When she was small her parents divorced and staying with her mother in Germany meant Troubetzkoy knew little of her heritage growing up. In her thirties she reconnected with her Turkish family, visiting them and calling the experience “an eye-opener”. Now, having developed strong relationships with her family and roots, she wishes she had known that part of her history earlier, but admits her upbringing is very much at the core of her self-identity as a citizen of the world.

Tourism Trailblazer

That identity includes speaking four languages, an accomplishment that Karolin characteristically downplays as being requisite for the tourism industry, especially in Europe. She grew up with neighbouring France and Italy only a stone’s throw away, so it was natural and almost expected. She also helped at an aunt’s hotel from as early as age six, and credits her with “putting out the call, the beacon” that became Karolin’s life’s work.

Back in the 1970s, when Karolin Troubetzkoy started her career in hotel management in Munich, the hotel business was firmly in the hands of men. The profession was based on practical training. There was no university course in Germany until the end of the 70s and Karolin was on of the earliest participants.

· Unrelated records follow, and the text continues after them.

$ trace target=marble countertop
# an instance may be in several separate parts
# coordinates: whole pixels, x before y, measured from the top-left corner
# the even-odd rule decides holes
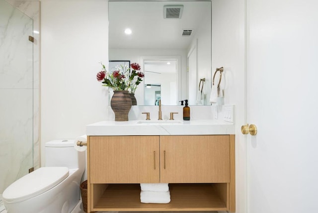
[[[234,134],[233,123],[219,120],[105,120],[87,125],[87,135]]]

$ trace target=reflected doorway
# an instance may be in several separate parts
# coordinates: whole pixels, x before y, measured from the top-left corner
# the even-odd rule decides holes
[[[177,59],[144,60],[144,105],[175,105],[177,100]]]

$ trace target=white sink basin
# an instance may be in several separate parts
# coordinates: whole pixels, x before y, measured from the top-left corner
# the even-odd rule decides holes
[[[149,124],[153,125],[177,124],[182,123],[183,121],[180,120],[142,120],[137,121],[137,123]]]

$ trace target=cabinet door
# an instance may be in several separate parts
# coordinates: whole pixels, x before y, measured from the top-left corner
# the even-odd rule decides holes
[[[161,136],[161,183],[230,182],[230,136]]]
[[[159,136],[89,137],[91,183],[159,183]]]

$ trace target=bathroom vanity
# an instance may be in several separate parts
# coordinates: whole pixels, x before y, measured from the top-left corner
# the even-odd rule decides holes
[[[234,125],[212,120],[102,121],[86,127],[88,212],[235,212]],[[140,202],[168,183],[171,202]]]

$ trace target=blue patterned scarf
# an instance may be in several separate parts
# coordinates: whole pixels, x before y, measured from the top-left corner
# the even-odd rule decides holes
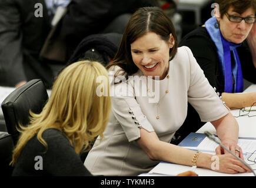
[[[211,39],[217,48],[221,70],[225,78],[225,92],[242,92],[244,89],[244,79],[240,60],[236,49],[236,48],[241,46],[241,43],[237,45],[226,41],[221,35],[215,17],[207,20],[205,25]]]

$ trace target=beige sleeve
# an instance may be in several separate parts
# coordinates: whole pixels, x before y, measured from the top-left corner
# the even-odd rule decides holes
[[[202,122],[217,120],[229,113],[205,78],[203,70],[187,48],[190,63],[190,85],[188,100],[198,113]]]
[[[132,82],[122,82],[111,85],[113,115],[122,126],[129,140],[140,137],[139,129],[154,131],[151,124],[143,114],[135,99]]]

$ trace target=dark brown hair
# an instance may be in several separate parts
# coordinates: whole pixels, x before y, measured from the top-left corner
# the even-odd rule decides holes
[[[178,48],[177,37],[174,26],[170,18],[159,7],[144,7],[138,9],[131,17],[124,32],[122,42],[113,61],[107,69],[118,65],[125,72],[125,77],[138,71],[138,68],[132,61],[131,44],[138,38],[149,32],[154,32],[160,38],[169,42],[172,33],[175,44],[170,49],[170,59],[176,55]]]
[[[250,8],[252,8],[255,13],[256,0],[215,0],[215,2],[219,5],[221,18],[231,6],[234,8],[234,11],[240,14]]]

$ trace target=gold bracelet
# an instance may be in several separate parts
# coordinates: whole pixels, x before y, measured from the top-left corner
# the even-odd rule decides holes
[[[197,153],[195,153],[194,155],[193,159],[192,159],[192,166],[197,166],[196,165],[197,160],[197,159],[198,158],[199,155],[201,153],[202,153],[202,152],[197,152]]]

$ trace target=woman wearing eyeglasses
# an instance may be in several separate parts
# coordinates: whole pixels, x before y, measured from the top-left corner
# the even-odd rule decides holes
[[[256,1],[215,2],[215,16],[187,35],[179,46],[191,49],[230,108],[256,105],[256,93],[235,93],[242,92],[244,78],[256,83]]]

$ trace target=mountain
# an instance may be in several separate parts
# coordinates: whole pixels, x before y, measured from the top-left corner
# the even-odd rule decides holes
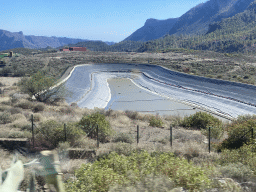
[[[124,41],[149,41],[166,35],[178,19],[147,19],[144,26],[136,30]]]
[[[206,34],[221,31],[221,33],[254,33],[256,24],[256,0],[248,8],[233,17],[211,23]]]
[[[198,4],[179,18],[148,19],[144,26],[124,41],[149,41],[169,35],[202,35],[209,25],[243,12],[254,0],[209,0]]]
[[[210,0],[179,17],[169,34],[204,34],[209,24],[243,12],[254,0]]]
[[[60,47],[67,44],[75,44],[82,41],[89,41],[87,39],[72,39],[66,37],[45,37],[24,35],[20,32],[10,32],[6,30],[0,30],[0,51],[13,49],[13,48],[30,48],[39,49],[46,47]],[[108,42],[113,44],[113,42]]]

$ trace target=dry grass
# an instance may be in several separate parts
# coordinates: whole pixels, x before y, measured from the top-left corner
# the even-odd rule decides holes
[[[2,110],[13,110],[14,106],[11,103],[8,105],[8,101],[11,99],[9,96],[4,97],[2,101],[6,101],[4,104],[0,103],[0,109]],[[173,152],[177,156],[182,156],[190,161],[193,161],[198,166],[203,166],[205,162],[214,162],[219,155],[215,152],[211,154],[208,153],[207,144],[203,141],[207,138],[201,134],[200,131],[187,130],[182,127],[177,127],[176,125],[181,120],[179,116],[164,116],[160,117],[164,125],[161,128],[149,126],[149,120],[154,115],[141,114],[138,112],[129,111],[105,111],[103,109],[81,109],[75,105],[69,106],[67,103],[58,103],[57,105],[44,105],[44,110],[37,113],[33,113],[33,106],[38,104],[38,102],[31,102],[26,99],[20,99],[16,105],[20,103],[27,103],[27,105],[32,106],[28,109],[22,109],[21,113],[14,112],[11,114],[14,121],[6,125],[0,125],[0,136],[29,136],[29,132],[21,131],[22,127],[29,125],[31,114],[34,115],[34,123],[55,120],[61,123],[67,122],[78,122],[84,115],[90,115],[95,111],[98,111],[106,116],[106,119],[110,122],[111,127],[116,131],[116,133],[123,133],[131,136],[133,138],[133,143],[100,143],[100,147],[96,147],[96,141],[89,139],[84,136],[77,139],[74,146],[76,148],[84,148],[89,150],[96,150],[96,156],[101,157],[104,154],[108,154],[111,151],[116,151],[119,154],[129,154],[135,149],[145,149],[149,152],[153,151],[166,151]],[[29,104],[28,104],[29,103]],[[25,107],[26,108],[26,107]],[[18,111],[18,110],[17,110]],[[140,140],[139,144],[136,142],[137,138],[137,125],[140,128]],[[170,146],[170,125],[173,125],[173,142],[172,147]],[[112,139],[114,139],[113,136]],[[12,154],[6,151],[0,151],[1,158],[1,168],[6,169],[10,166],[12,160]],[[22,157],[23,163],[31,161],[31,157]],[[94,159],[95,160],[95,159]],[[66,181],[68,178],[74,176],[75,169],[78,169],[81,164],[88,163],[89,161],[94,161],[93,159],[76,159],[71,160],[67,157],[61,159],[61,169],[64,173],[63,180]],[[30,177],[31,170],[25,171],[25,180],[23,182],[23,187],[27,185],[28,178]]]

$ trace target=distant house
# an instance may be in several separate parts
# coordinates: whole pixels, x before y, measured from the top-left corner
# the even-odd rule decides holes
[[[60,51],[86,51],[86,47],[69,47],[69,49],[60,49]]]
[[[69,51],[69,49],[60,49],[60,51]]]
[[[70,51],[86,51],[86,47],[69,47]]]

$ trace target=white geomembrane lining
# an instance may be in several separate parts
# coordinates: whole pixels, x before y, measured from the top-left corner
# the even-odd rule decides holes
[[[131,69],[138,69],[145,75],[142,75],[142,73],[132,74],[130,73]],[[117,73],[116,71],[127,72]],[[135,76],[137,78],[134,78]],[[150,90],[163,97],[190,103],[196,107],[200,106],[231,118],[244,114],[256,114],[255,106],[188,90],[201,90],[225,97],[244,99],[245,102],[256,104],[254,97],[256,89],[253,86],[229,84],[220,80],[208,82],[207,78],[184,76],[181,73],[153,65],[93,64],[77,66],[65,82],[68,90],[74,92],[72,97],[66,98],[67,102],[77,102],[79,107],[89,109],[94,107],[105,108],[111,100],[111,92],[107,83],[109,78],[129,78],[132,79],[135,85],[144,90]],[[183,86],[183,88],[168,84]]]

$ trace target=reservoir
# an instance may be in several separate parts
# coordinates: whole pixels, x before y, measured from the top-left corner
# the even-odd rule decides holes
[[[107,80],[111,90],[111,100],[106,109],[131,110],[159,115],[191,115],[199,109],[161,97],[153,92],[139,88],[130,79],[112,78]]]
[[[191,115],[199,110],[233,119],[256,114],[256,86],[147,64],[84,64],[63,79],[67,103],[81,108]]]

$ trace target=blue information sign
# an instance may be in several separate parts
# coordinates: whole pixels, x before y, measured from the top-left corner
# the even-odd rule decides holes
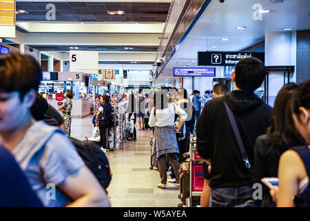
[[[174,77],[215,77],[215,68],[174,68]]]

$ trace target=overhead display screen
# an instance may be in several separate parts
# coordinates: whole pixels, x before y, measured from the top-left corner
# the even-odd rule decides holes
[[[215,68],[174,68],[174,77],[215,77]]]
[[[252,57],[265,62],[264,52],[199,51],[197,63],[198,66],[234,66],[240,60]]]
[[[42,73],[42,80],[43,81],[50,81],[50,73],[43,72]]]
[[[9,48],[0,46],[0,54],[8,54]]]

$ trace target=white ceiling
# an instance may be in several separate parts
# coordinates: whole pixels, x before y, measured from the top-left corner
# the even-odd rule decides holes
[[[271,10],[262,15],[261,21],[252,17],[255,3]],[[196,66],[198,51],[240,50],[264,40],[266,32],[282,31],[283,28],[310,29],[309,12],[310,0],[284,0],[282,3],[271,3],[269,0],[226,0],[220,3],[212,0],[157,80],[172,80],[174,67],[187,64],[190,64],[189,67]],[[237,26],[247,28],[236,30]],[[222,41],[222,38],[229,40]]]

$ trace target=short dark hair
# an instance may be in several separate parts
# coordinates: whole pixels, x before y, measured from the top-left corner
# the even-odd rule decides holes
[[[183,93],[183,97],[185,99],[187,98],[187,90],[186,90],[185,88],[180,88],[180,89],[178,89],[178,95]]]
[[[67,97],[68,98],[70,98],[70,99],[72,99],[73,98],[72,90],[68,90],[65,92],[67,93]]]
[[[159,98],[159,95],[161,97]],[[159,98],[159,101],[156,99]],[[158,90],[154,96],[154,106],[158,109],[165,109],[168,106],[169,97],[168,93],[165,90]]]
[[[102,99],[103,99],[103,102],[104,102],[105,103],[109,102],[110,102],[110,96],[108,95],[104,95],[103,96],[103,97],[102,97]]]
[[[292,104],[292,111],[299,119],[299,108],[304,107],[310,110],[310,80],[302,84],[296,95]]]
[[[167,90],[167,91],[169,93],[169,91],[170,90],[170,89],[169,89],[168,87],[162,87],[161,90]]]
[[[266,77],[266,67],[256,57],[240,60],[235,69],[236,84],[241,90],[254,91]]]
[[[36,100],[30,108],[31,114],[35,120],[41,120],[48,109],[48,104],[46,99],[37,93]]]
[[[23,101],[31,89],[38,90],[41,80],[40,65],[33,57],[17,53],[0,55],[0,90],[17,91]]]
[[[228,92],[227,86],[223,83],[216,84],[213,86],[213,90],[217,95],[225,95]]]

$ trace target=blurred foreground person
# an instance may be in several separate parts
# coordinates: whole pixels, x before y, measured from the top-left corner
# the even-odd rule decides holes
[[[31,56],[0,56],[0,144],[45,206],[109,206],[107,196],[59,128],[36,122],[30,108],[42,79]]]
[[[285,85],[280,90],[273,108],[273,122],[267,133],[256,139],[254,151],[254,183],[262,186],[262,200],[256,200],[257,206],[275,207],[269,189],[261,179],[278,177],[278,166],[281,155],[292,146],[304,144],[304,140],[297,132],[291,110],[293,96],[298,88],[297,84]]]
[[[0,146],[0,207],[42,207],[14,156]]]
[[[280,158],[279,185],[270,193],[278,207],[310,206],[310,81],[298,88],[292,104],[295,126],[307,145],[292,148]]]

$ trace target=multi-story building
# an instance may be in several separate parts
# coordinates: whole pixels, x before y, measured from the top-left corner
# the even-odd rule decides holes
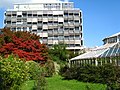
[[[14,4],[5,12],[5,27],[36,33],[48,47],[62,42],[79,51],[83,46],[82,11],[73,2]]]

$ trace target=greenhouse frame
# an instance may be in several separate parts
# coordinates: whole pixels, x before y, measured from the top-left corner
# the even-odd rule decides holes
[[[107,63],[113,63],[119,66],[120,65],[120,33],[105,38],[103,42],[104,45],[70,59],[69,60],[70,66],[74,66],[74,65],[81,66],[87,64],[97,66]]]

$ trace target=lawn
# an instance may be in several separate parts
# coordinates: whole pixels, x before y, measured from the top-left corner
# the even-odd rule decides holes
[[[83,83],[76,80],[63,80],[61,76],[46,78],[46,90],[105,90],[102,84]],[[21,86],[21,90],[33,90],[34,81],[27,81]]]
[[[47,78],[47,90],[105,90],[102,84],[83,83],[76,80],[62,80],[60,76]]]

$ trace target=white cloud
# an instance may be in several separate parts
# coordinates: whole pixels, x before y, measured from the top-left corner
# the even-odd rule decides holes
[[[12,8],[14,3],[44,3],[44,2],[61,2],[68,0],[2,0],[0,8]]]

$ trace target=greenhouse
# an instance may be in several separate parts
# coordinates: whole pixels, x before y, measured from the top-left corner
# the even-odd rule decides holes
[[[70,59],[70,66],[105,63],[120,65],[120,33],[105,38],[103,42],[104,45]]]

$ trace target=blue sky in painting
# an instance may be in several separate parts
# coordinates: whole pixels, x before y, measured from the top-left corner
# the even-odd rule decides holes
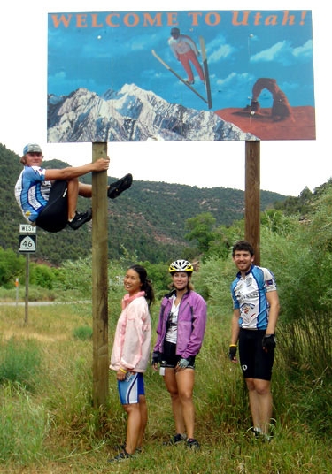
[[[48,93],[68,95],[86,88],[103,95],[109,89],[119,91],[124,84],[135,84],[170,103],[205,110],[206,104],[151,54],[155,50],[186,79],[167,44],[171,27],[176,26],[198,49],[199,36],[205,38],[212,110],[245,107],[252,86],[261,77],[275,79],[291,106],[314,106],[310,11],[148,13],[151,19],[159,19],[159,24],[144,25],[143,11],[114,13],[113,26],[110,26],[111,12],[89,12],[81,17],[78,13],[50,13]],[[54,19],[58,21],[61,17],[63,21],[56,27]],[[134,22],[137,24],[133,26]],[[205,96],[205,86],[193,71],[194,87]],[[263,91],[259,103],[262,107],[271,107],[271,94]]]

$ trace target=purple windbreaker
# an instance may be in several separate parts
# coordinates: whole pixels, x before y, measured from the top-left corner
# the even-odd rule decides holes
[[[164,296],[161,302],[159,321],[157,326],[157,342],[153,352],[164,352],[164,340],[167,317],[172,310],[174,291]],[[176,354],[184,359],[197,356],[202,347],[206,325],[206,302],[195,291],[189,291],[181,299],[178,315]]]

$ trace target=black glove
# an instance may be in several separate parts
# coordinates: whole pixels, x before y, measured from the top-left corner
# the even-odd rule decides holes
[[[228,358],[230,361],[234,361],[236,358],[237,346],[229,346]]]
[[[265,334],[262,339],[262,348],[266,352],[272,350],[275,348],[275,336],[274,334]]]
[[[178,362],[178,366],[180,369],[187,369],[189,364],[190,363],[190,361],[189,359],[180,359]]]
[[[159,363],[160,361],[161,361],[160,352],[153,352],[151,365],[154,365],[155,363]]]

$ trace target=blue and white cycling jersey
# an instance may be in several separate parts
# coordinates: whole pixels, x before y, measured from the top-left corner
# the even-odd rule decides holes
[[[269,305],[266,293],[276,291],[274,275],[267,268],[251,265],[244,278],[239,271],[231,285],[233,308],[240,310],[243,329],[266,329]]]
[[[15,185],[16,201],[29,224],[35,223],[49,201],[51,183],[45,181],[45,171],[39,166],[25,166]]]

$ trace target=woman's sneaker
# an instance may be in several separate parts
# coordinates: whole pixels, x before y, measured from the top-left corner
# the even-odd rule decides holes
[[[199,449],[199,443],[195,438],[189,438],[187,440],[187,447],[189,449]]]
[[[185,434],[181,434],[178,432],[177,434],[174,434],[168,440],[168,441],[166,441],[164,443],[164,446],[173,446],[175,444],[181,443],[182,441],[185,441],[187,440],[187,436]]]
[[[119,455],[117,455],[116,456],[114,457],[112,457],[111,459],[108,459],[107,462],[108,463],[114,463],[114,462],[119,462],[119,461],[124,461],[125,459],[129,459],[131,457],[135,457],[135,455],[129,455],[129,453],[127,453],[125,449],[123,451],[121,451],[120,453],[119,453]]]

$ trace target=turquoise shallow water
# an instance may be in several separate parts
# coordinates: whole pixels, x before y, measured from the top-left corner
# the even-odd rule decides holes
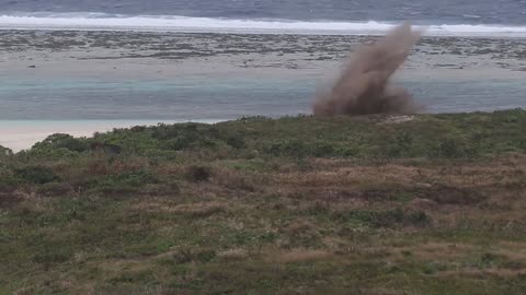
[[[523,80],[400,81],[428,113],[526,107]],[[311,78],[7,79],[0,120],[225,120],[308,114]]]

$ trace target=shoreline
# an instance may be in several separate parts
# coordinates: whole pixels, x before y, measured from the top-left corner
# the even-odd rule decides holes
[[[0,120],[0,145],[18,153],[31,149],[54,133],[72,137],[92,137],[96,132],[107,132],[134,126],[156,126],[158,123],[199,122],[215,123],[219,120]]]

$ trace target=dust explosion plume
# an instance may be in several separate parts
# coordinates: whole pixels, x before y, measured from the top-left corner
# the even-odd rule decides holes
[[[408,114],[412,96],[389,79],[405,61],[421,33],[403,24],[371,46],[361,45],[328,93],[316,97],[315,115]]]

“One of the professors walked into a class with 75% women and 25% men,” she recalls with a smile, “and he was quite brutal in telling us that the only way for women to have a career in the industry was to marry a hotelier. I was shocked that this was the reality and to this day it has made me work five times as hard to prove him wrong.”

Although times have changed, and nowadays there are many female executives of luxury properties all over the world, in reality the industry remains a male bastion.

While she was studying, a representative from the hotel management company Steigenberger walked into her university classroom and asked for volunteers to teach German in Saint Lucia as part of a practical semester. At the time Troubetzkoy knew nothing of the Caribbean, far less the tiny island on which she would land in 1980, just days after Hurricane Allen had caused widespread damage and the closure of all but one hotel. At age twenty, she and two fellow graduates found themselves in the midst of the resulting chaos, with no reachable contacts and nowhere to stay when they arrived  from Germany via Barbados, “traumatised and practically broke.”

Luckily they met some helpful locals of influence and were directed to a hotel executive who knew about the arrangement; they spent the next six months working on the island, which was a “fantastic experience” for Karolin.

“I felt immediately at home,” she recalls. “It made me understand I was a citizen of the world, and realise I was meant for this work, so I embraced it.”

She left Saint Lucia in 1981 to “explore other places in the world,” not anticipating a return to the tiny island in the southern Caribbean. But only three months later, Karolin met Nick Troubetzkoy, owner of Anse Chastanet. Their paths had never crossed in Saint Lucia. It was a courtship conducted long distance over four years, difficult, she admits, partly because Karolin was determined to travel the world. She also did not want her destiny to be precisely what the professor had predicted–marrying a hotelier.

“I went everywhere I could think of, Polynesia, the Seychelles. I was somewhat reluctant to follow my heart, and I was independent-minded,” she reminisces. “It was a challenge, and I was determined not to become the wife walking the beach with a floppy hat. At the end of the day, love won out–but so did independence.”

The interesting work dynamic which developed between herself and her husband has been one of the reasons for the property’s success, Karolin says.

“We are far from being the harmonious hotelier couple. As a matter of fact, many times we start off by not agreeing at all on the way forward but then continue our discussions until we find a common ground from which we can move forward. I can say for certain that it has never been boring.”